Jeudi à la Bourse de Paris, après ces annonces, le titre ArcelorMittal a terminé la séance en recul de 2,58%, à 27,52 euros.

Le directeur général du groupe, Aditya Mittal, s'est félicité de la reprise à 100% du site de Calvert aux Etats-Unis, qui devient un site d'acier bas carbone grâce à la construction d'un nouveau four à arc électrique.

En Europe, les tendances à l'accroissement des dépenses publiques sur la défense et les infrastructures "sont un encouragement pour l'industrie de l'acier", a jugé M. Mittal.

Néanmoins, alors que le plan d'action annoncé en mars par la Commission européenne a lancé des "signaux clairs" pour défendre la production européenne d'acier, "nous attendons toujours la concrétisation des mesures de sauvegarde (ou quotas sur les importations d'acier en Europe, NDLR) du mécanisme d'ajustement carbone aux frontières et sur les prix de l'énergie", a-t-il souligné.

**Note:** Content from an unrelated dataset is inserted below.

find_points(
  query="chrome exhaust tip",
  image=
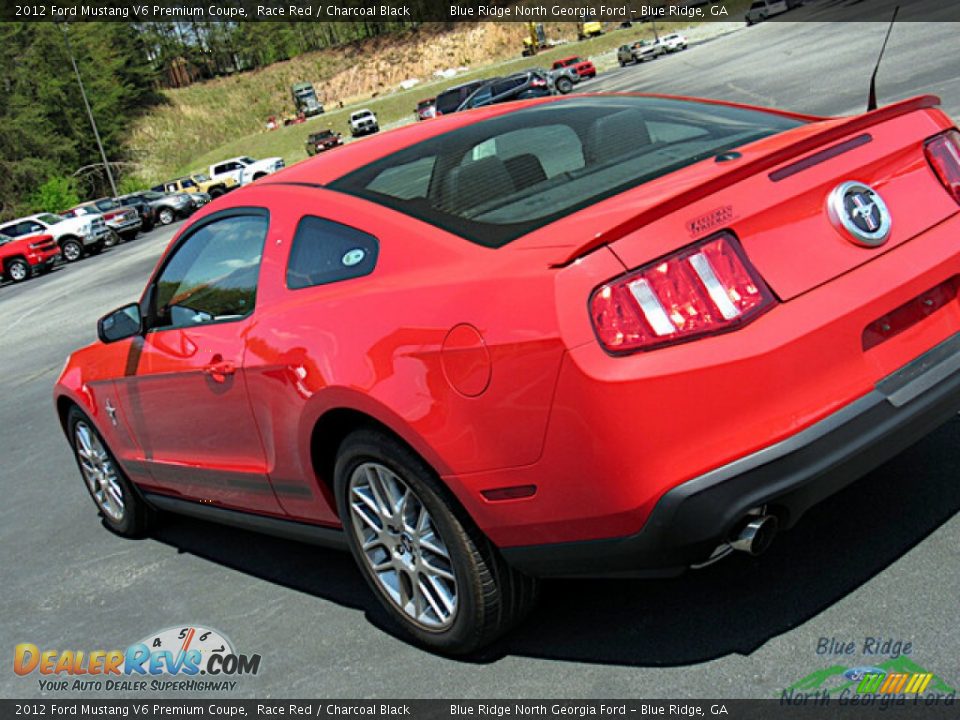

A condition que ces mesures soient mises en place, le groupe prévoit d'investir 1,2 milliard d'euros pour un four à arc électrique sur son site français de Dunkerque (Nord), a-t-il rappelé.

Au total, ArcelorMittal en exploite 29 dans le monde, pour une capacité de production de 21,5 millions de tonnes d'acier recyclé par an, qui augmentera à 23,4 millions de tonnes en 2026 après la mise en service des deux sites espagnols de Gijon et Sestao.